Sunday, November 8, 2009

Nation & World

The Seething Anger in Gaza

By Mitchell Prothero
Posted 6/24/07

GAZA CITY—Palestinian President Mahmoud Abbas isn't important enough in Gaza to be hated. That distinction goes to his enforcer, Mohammed Dahlan, the Palestinian Authority's former security chief in Gaza.

Hamas fighters cite Fatah abuses at the former security HQ.
MITCHELL PROTHERO—POLARIS FOR USN&WR

Outside the newly captured Preventive Security headquarters, six young Hamas gunmen drink tea as they recount their recent victory over Abbas's Fatah fighters and vent their anger about Dahlan's notorious security forces. One of them, who calls himself "Abu Mohammed," says: "I was held in this building for two years and tortured for being a mujahid [Islamic fighter], and Dahlan executed my brother for being in Hamas. He also killed two of my cousins, and two more cousins are martyrs killed by the Israelis." Then he offers what here is the ultimate epithet: "Dahlan is an Israeli."

Meanwhile, the Hamas gunmen guarding Abbas's presidential residence in Gaza are eager to counter reports on PA-controlled television that Hamas allowed the home to be looted. Inside, the place is spotless. The gunmen say that "there will be no problems now because Dahlan and his Jew spy conspirators are gone." These young men say they harbor no animosity toward Abbas but wish he had not dissolved the Hamas-led coalition government. They see Hamas's takeover as a way to escape the tyranny of "collaborators and criminals," by which they mean Abbas's Fatah officials.

Followers. One Hamas man, Abu Khalil, says that he would respect any attempt to form a unity government with the Hamas leader, former Prime Minister Ismail Haniyeh. "If he [Abbas] makes an agreement with Haniyeh, then I will serve him." The rest of the fighters seem bemused by his earnestness. When pressed, they simply add, "we are Hamas; we do what our leaders tell us."

The streets are generally quiet now. Much of the policing is done by unarmed Hamas men in bright vests that say POLICE in English and Arabic. At the Rafah camp near the Egyptian border, a Fatah stronghold, there is talk of a possible insurgency against Hamas.
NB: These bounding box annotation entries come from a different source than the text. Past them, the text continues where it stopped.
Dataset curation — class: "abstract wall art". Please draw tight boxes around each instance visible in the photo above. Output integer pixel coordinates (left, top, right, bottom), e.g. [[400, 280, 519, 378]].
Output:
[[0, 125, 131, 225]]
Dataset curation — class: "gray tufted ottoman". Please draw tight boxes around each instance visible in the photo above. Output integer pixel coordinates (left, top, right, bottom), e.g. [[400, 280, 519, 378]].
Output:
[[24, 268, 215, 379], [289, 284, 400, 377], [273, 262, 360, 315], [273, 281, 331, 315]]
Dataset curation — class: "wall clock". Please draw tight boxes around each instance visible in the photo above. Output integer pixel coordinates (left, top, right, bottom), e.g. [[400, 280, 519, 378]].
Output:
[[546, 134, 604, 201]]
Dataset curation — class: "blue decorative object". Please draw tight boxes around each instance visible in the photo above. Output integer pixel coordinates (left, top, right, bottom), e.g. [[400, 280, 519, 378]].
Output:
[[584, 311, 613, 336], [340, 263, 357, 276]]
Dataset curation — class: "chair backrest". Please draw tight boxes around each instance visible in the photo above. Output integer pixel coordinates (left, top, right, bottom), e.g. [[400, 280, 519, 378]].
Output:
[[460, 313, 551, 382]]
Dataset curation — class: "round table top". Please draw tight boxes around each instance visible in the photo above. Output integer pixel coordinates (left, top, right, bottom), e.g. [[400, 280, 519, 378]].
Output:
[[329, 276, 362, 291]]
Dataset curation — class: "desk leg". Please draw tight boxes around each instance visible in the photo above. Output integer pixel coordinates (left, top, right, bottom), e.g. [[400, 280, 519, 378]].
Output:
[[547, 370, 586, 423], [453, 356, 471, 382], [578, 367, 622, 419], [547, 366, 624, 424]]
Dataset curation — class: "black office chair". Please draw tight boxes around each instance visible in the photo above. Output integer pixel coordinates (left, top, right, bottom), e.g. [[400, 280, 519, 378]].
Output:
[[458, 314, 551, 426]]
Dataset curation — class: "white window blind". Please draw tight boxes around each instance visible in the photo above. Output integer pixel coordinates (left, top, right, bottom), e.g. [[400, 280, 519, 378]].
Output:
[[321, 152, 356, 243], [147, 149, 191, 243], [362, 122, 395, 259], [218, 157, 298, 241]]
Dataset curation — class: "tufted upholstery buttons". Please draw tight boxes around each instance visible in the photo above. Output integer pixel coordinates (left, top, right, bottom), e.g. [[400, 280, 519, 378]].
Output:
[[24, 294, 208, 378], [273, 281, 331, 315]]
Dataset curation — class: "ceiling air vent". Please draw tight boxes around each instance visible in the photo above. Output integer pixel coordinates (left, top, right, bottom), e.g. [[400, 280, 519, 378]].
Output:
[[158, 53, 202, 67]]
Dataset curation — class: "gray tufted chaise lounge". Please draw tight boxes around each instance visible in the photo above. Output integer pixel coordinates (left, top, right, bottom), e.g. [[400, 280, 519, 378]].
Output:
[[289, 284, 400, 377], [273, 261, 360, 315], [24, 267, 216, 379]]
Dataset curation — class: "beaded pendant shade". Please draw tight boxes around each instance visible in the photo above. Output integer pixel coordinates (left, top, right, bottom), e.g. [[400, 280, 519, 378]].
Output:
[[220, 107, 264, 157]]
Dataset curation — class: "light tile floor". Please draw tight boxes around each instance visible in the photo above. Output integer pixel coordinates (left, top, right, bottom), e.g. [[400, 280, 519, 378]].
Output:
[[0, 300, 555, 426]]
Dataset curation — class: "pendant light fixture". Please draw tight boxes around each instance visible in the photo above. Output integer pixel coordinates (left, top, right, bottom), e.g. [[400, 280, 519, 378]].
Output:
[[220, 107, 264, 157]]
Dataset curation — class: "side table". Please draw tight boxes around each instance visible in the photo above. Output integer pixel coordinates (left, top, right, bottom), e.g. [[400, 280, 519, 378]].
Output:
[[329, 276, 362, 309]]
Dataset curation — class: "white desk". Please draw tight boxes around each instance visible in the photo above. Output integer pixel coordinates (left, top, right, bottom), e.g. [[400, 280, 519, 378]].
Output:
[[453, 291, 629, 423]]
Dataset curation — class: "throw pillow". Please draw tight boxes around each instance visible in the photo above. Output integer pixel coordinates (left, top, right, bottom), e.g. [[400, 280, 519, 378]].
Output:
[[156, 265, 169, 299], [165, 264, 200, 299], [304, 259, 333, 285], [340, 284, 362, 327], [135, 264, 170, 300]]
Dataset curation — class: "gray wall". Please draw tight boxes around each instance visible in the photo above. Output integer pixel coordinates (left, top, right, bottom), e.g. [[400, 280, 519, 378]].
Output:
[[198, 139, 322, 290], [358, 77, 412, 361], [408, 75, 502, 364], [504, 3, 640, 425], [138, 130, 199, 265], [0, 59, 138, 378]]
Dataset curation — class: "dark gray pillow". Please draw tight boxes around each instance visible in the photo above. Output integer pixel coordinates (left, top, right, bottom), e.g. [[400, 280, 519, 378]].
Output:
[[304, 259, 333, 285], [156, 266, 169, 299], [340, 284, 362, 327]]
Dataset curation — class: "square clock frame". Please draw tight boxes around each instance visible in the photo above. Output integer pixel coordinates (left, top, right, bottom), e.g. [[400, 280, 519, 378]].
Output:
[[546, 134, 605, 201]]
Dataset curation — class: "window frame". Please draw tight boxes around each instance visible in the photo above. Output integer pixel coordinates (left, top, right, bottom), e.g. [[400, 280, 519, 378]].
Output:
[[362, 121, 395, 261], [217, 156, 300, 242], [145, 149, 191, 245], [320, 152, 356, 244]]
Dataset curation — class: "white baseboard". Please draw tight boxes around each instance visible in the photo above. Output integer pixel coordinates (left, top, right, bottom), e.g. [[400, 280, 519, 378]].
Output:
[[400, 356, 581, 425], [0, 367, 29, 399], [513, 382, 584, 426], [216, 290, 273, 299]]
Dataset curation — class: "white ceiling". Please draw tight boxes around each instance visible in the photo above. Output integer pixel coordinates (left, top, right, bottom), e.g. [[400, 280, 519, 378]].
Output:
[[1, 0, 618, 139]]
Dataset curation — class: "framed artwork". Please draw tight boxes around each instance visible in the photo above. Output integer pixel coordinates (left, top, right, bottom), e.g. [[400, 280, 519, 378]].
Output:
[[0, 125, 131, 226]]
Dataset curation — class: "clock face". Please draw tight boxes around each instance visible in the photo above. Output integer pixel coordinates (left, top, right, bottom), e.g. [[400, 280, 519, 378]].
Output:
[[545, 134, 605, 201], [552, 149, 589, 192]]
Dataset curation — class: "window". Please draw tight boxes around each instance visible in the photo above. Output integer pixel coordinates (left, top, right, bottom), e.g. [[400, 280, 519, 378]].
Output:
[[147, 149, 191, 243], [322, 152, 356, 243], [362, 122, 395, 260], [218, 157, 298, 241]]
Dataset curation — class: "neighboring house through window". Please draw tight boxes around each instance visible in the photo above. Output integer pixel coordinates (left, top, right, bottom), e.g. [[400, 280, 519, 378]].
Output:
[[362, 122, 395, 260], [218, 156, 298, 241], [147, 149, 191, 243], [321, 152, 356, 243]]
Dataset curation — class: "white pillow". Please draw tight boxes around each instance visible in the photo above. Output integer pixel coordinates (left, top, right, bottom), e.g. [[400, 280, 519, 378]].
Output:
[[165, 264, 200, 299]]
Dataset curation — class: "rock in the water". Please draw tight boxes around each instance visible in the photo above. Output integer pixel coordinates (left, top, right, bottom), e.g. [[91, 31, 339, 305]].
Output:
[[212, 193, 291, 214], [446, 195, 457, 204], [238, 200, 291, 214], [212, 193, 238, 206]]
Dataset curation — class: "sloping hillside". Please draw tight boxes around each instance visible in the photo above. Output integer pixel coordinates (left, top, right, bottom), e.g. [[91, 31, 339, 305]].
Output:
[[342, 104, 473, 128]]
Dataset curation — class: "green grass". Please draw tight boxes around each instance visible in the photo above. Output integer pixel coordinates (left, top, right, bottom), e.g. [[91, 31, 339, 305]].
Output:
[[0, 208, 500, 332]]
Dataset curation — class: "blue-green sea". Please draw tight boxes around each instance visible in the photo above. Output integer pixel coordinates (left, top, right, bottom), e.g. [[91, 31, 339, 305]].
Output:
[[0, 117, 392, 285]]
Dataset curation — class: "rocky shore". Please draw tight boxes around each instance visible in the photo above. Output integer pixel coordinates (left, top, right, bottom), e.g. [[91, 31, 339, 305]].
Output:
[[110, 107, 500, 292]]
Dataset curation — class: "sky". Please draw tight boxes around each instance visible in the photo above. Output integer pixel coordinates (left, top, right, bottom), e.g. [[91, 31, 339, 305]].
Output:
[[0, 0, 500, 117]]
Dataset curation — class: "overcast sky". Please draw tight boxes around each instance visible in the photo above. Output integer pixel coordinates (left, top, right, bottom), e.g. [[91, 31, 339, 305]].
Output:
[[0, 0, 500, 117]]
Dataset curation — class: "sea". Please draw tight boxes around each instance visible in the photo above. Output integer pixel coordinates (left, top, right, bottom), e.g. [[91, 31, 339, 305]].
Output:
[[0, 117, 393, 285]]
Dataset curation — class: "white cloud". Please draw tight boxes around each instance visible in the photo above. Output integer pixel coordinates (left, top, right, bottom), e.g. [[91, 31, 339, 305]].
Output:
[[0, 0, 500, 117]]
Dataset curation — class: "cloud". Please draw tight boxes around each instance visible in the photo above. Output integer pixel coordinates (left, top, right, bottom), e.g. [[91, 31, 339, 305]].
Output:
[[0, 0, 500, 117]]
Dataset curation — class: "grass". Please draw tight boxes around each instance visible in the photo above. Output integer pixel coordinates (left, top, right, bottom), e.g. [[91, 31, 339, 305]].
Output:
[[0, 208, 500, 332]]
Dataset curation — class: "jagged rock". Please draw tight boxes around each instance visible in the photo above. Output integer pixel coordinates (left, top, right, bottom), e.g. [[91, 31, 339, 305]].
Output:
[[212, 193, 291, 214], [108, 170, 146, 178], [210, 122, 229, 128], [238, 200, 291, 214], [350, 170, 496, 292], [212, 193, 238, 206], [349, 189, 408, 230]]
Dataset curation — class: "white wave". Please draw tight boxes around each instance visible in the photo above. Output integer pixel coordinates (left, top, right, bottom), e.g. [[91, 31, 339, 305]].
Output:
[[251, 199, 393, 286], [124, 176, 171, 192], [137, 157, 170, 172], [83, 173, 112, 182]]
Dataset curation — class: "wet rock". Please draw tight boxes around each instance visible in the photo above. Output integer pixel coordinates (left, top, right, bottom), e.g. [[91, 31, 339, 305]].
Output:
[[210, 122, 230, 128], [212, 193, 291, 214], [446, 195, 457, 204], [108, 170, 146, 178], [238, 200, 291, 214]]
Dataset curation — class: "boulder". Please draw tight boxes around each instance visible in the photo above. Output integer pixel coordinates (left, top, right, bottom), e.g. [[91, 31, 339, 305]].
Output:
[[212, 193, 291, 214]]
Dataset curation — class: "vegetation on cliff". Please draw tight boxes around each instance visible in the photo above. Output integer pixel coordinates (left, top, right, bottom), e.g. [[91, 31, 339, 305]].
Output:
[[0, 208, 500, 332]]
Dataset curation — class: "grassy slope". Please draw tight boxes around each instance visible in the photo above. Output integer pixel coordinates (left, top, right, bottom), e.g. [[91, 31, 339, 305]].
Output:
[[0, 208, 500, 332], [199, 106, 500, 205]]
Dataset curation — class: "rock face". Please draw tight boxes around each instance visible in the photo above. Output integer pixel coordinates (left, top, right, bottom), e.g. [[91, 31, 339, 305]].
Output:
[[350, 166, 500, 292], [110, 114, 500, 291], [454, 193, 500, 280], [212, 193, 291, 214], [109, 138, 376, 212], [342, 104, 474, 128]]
The Rafah camp, with some 41,000 residents, and some other areas remain loyal to Abbas, but for now Hamas has them intimidated.

At the heavily fortified Erez crossing, the only exit point from Gaza into Israel, a few hundred people gathered last week in the largely futile hope that the Israelis would let them join their leaders (including Dahlan) in the West Bank. (At the end of the week, many were bused instead to Egypt.) A number of the men evidently were panicky Fatah intelligence and military officials fleeing Hamas's wrath. The tunnel where they waited smelled of trash and human waste. Many of them cursed Hamas, Israel, Dahlan, and Abbas in quick succession. One man yelled, "We have been betrayed by our leaders."

This sentiment is repeated a lot by Fatah fighters here: They hate their old leaders now because they fled at the start of the fighting. Says another man, "I curse all of them."

This story appears in the July 2, 2007 print edition of U.S. News & World Report.